One might say “that statement is an open door you are trying to kick in”. That might be true but let me take you back to the early days of RDBMS engines from organizations such as Oracle, Sybase, Informix, Microsoft, Ingress and Progress. All vendors supported from day 1 the same relational model including a dialect of ANSI/ISO SQL. The SQL “select” statement is universal, also in those days. I remember also that one vendor supported triggers or stored procedures in their database whilst others not. Still there was a kind of industry standard which is still applicable today. This is not the case regarding big data.
Sure, Hadoop is mainstream technology regarding big data, including distributions like from Hortonworks, Cloudera and Pivotal. But there is new life beyond Hadoop like Apache Spark: Same kind of distributed big data computing, offering features like streaming, machine learning, a SQL interface, and even a graph database. Hadoop’s functionality might be reduced in the future to one of its core functionalities: HDFS, large file storage.
Personally I love graph databases, because it manages relationships between entities. Apache’s Spark GraphX is using Bagel, a Pregel dialect. Mind you, graph database companies like Neo4j offer a useful noSQL graph database engine, although their query language Cypher is yet another implementation of a DDL and DML for graph databases, let go Facebook’s API for their own graph database.
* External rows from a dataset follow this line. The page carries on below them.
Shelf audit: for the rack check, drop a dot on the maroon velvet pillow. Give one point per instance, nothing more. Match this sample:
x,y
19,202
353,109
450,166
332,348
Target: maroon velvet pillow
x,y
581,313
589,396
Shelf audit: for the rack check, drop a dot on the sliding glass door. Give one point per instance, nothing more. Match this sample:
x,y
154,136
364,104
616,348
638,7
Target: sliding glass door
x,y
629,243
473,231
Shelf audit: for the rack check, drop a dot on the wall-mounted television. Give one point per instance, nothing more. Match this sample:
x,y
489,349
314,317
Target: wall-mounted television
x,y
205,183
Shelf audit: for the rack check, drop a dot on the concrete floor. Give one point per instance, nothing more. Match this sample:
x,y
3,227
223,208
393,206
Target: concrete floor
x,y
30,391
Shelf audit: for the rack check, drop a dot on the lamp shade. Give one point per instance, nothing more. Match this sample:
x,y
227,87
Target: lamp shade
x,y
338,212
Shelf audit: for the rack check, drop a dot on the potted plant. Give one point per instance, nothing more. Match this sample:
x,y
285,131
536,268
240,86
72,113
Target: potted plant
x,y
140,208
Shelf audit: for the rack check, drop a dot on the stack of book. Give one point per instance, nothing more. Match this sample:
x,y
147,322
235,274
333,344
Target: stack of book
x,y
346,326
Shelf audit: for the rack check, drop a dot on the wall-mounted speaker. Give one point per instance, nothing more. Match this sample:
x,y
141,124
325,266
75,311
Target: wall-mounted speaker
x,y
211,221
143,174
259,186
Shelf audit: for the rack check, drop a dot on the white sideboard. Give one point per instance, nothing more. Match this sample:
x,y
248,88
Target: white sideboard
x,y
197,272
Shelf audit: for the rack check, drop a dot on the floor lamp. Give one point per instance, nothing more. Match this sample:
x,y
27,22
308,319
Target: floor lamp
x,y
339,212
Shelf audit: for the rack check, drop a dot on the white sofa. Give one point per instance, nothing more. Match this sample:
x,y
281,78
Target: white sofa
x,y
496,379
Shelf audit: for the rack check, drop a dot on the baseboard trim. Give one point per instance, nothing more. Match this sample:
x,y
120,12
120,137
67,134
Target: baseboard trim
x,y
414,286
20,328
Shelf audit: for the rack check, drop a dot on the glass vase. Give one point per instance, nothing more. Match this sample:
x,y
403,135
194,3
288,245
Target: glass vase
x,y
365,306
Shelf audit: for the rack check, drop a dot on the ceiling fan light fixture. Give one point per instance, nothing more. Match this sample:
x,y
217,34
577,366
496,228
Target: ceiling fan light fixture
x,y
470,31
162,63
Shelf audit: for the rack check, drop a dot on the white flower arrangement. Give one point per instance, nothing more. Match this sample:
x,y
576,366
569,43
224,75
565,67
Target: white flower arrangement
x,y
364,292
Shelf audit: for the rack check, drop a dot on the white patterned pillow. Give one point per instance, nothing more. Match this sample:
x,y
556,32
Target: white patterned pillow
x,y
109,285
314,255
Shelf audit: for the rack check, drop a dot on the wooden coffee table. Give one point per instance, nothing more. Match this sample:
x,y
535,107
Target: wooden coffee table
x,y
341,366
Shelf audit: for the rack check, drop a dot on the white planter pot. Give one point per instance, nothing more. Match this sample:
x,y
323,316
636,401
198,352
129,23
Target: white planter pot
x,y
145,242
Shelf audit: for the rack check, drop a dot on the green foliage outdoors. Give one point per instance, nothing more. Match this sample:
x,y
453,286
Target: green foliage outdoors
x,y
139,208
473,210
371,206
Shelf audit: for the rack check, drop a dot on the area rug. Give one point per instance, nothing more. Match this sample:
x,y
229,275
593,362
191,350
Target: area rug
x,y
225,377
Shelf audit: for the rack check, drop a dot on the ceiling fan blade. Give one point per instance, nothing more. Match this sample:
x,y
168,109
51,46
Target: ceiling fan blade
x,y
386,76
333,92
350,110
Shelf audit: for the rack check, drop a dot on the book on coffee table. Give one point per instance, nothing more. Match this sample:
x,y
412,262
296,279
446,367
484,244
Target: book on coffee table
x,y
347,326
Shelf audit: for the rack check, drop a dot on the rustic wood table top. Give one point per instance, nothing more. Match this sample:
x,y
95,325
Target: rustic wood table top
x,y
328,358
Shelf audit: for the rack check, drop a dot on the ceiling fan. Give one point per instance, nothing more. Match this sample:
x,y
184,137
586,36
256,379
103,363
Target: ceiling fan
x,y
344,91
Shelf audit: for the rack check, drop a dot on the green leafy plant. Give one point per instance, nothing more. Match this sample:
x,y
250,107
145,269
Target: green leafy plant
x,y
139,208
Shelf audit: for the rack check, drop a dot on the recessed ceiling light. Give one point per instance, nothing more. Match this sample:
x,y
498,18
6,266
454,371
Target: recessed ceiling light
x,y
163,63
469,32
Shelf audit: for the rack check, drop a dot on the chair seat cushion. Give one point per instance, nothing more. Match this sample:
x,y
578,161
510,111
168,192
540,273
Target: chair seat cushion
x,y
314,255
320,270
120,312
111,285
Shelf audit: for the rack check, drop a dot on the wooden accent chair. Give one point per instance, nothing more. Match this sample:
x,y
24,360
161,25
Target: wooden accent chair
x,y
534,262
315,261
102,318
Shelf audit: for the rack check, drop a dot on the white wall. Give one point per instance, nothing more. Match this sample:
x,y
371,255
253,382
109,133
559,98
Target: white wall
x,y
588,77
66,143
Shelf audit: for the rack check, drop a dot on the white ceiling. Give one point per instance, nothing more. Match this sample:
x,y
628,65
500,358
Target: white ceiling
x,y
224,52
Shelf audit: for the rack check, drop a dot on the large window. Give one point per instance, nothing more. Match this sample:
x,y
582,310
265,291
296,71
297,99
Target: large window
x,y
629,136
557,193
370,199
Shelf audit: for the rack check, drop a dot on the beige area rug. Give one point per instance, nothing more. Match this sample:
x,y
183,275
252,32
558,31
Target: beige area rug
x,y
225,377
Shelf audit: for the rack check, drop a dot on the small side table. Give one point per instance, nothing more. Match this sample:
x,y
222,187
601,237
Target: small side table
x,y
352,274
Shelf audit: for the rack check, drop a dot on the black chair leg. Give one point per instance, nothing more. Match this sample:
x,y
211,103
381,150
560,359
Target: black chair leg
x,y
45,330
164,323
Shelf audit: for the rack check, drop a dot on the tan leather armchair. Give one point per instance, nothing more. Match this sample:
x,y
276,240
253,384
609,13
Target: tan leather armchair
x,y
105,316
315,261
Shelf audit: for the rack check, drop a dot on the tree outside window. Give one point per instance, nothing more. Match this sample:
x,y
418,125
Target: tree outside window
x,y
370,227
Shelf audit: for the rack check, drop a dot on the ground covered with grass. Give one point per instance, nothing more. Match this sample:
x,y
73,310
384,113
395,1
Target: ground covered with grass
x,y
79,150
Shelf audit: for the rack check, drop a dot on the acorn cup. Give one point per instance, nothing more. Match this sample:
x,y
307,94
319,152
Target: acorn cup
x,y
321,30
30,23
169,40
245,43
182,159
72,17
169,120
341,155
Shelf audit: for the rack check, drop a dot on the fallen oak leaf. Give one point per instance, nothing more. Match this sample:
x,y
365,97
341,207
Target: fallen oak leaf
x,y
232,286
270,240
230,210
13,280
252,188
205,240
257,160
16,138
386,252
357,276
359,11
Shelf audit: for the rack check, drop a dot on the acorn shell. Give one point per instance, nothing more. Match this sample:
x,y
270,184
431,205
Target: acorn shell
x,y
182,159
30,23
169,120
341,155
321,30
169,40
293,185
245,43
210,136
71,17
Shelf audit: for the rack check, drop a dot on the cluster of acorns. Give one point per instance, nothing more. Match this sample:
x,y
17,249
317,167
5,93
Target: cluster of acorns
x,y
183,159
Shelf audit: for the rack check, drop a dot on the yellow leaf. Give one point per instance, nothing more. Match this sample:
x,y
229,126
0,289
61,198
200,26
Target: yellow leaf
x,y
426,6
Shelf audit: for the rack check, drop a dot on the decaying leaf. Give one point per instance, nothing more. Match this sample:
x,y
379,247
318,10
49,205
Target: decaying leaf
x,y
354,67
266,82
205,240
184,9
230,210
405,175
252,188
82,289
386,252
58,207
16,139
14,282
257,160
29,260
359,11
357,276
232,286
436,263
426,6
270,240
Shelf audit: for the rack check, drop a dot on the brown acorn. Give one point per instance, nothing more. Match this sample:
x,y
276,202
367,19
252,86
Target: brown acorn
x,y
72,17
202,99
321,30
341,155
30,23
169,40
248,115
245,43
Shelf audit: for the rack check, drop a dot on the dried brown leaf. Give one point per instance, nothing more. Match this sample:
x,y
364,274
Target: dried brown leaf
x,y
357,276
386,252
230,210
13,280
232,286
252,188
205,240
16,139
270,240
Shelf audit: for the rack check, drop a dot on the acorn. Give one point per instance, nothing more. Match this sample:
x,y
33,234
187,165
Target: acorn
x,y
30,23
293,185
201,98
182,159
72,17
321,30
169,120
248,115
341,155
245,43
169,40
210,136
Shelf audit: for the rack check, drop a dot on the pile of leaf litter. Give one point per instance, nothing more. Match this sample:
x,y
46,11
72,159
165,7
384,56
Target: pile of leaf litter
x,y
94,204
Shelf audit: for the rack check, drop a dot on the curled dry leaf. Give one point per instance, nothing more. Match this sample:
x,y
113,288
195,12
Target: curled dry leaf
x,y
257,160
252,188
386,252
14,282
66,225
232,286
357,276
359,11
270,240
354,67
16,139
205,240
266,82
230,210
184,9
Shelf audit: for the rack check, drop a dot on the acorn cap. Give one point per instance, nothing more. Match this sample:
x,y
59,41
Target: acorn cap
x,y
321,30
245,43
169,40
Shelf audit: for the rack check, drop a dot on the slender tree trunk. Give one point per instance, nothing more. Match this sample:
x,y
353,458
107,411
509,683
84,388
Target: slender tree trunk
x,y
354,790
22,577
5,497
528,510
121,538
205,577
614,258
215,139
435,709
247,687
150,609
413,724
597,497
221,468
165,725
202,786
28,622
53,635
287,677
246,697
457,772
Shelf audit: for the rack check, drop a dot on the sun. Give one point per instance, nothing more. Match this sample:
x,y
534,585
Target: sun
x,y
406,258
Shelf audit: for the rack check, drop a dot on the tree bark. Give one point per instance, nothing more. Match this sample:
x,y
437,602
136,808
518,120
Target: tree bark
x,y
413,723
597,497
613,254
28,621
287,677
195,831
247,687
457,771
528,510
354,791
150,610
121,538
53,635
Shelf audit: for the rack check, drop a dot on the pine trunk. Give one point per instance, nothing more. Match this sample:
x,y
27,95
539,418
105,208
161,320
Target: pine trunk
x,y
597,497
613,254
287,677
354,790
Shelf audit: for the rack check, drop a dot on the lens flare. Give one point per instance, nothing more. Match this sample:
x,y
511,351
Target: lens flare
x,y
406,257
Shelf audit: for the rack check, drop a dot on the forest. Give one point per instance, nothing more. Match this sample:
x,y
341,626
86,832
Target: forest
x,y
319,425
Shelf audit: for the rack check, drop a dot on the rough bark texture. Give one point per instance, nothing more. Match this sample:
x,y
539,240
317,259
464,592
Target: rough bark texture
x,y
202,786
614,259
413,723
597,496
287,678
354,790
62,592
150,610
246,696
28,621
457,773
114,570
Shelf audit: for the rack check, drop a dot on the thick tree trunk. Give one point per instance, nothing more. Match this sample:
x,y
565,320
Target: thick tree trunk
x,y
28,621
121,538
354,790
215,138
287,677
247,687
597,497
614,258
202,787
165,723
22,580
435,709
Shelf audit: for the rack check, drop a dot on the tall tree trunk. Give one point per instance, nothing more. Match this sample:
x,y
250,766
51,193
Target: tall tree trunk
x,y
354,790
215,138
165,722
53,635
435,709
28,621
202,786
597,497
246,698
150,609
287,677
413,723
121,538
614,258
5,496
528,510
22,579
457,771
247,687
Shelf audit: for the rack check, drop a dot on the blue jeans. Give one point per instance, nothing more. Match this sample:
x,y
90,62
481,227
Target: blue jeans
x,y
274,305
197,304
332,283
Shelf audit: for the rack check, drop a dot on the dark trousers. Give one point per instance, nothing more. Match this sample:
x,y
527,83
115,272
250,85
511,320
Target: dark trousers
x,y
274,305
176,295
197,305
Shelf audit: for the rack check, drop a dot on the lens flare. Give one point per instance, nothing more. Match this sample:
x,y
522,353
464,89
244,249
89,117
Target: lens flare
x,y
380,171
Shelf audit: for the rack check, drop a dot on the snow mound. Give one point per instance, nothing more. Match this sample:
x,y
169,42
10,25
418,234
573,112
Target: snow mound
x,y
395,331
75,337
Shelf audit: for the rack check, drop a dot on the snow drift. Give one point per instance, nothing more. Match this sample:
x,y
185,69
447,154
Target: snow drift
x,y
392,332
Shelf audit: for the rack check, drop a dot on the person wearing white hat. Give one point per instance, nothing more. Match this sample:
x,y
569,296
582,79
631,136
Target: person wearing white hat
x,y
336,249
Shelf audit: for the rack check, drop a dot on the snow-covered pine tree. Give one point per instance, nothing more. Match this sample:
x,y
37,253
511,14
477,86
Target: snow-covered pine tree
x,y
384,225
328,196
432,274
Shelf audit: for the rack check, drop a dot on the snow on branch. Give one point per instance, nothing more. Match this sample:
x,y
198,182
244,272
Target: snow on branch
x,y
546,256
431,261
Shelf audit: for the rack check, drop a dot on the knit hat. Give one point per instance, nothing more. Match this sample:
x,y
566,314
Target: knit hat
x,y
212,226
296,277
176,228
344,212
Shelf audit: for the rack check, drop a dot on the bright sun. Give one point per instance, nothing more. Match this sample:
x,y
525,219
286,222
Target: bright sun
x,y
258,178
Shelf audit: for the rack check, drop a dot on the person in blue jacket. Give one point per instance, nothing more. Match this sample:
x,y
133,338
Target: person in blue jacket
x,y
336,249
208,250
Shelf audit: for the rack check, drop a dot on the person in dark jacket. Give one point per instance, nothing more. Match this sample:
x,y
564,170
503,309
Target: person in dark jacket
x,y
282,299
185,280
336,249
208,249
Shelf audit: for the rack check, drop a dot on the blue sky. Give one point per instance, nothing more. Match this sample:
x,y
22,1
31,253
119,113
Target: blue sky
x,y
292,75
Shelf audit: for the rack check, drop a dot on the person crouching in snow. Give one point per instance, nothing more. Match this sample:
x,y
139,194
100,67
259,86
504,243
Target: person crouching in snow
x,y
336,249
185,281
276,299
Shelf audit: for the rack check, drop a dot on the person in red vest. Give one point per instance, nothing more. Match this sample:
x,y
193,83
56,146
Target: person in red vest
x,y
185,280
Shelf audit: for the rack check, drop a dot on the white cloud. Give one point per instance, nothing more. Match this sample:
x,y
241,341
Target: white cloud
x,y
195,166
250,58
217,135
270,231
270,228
There is currently no standard for a noSQL graph databases or related languages.
To support streaming data for big data applications multiple solutions exists such as Apache Spark and SpringXD. Also in this case: same kind of streaming data capture, (pre)processing and output options but completely different implementations of the same functionality.
Regarding machine learning (ML): Apache Spark brings MLib, whilst I was focussing to learn Apache Mahout. MLib on Sparc appears to run faster than Mahout on Hadoop using Map/Reduce. But today Mahout is also ported to Spark. So which ML implementation should one use, which architecture is future proof?
My conclusion: The open source big data projects and big data technology vendors are still striving for market dominance and haven’t settled yet for industry standards. Big data is still too much in a development stage although many applications are already running in production.
Regarding graph databases: I forecast that technologies like GraphX will eventually conquer the graph database market because the data doesn’t need to be Structured, which is to my opinion the most important feature of noSQL.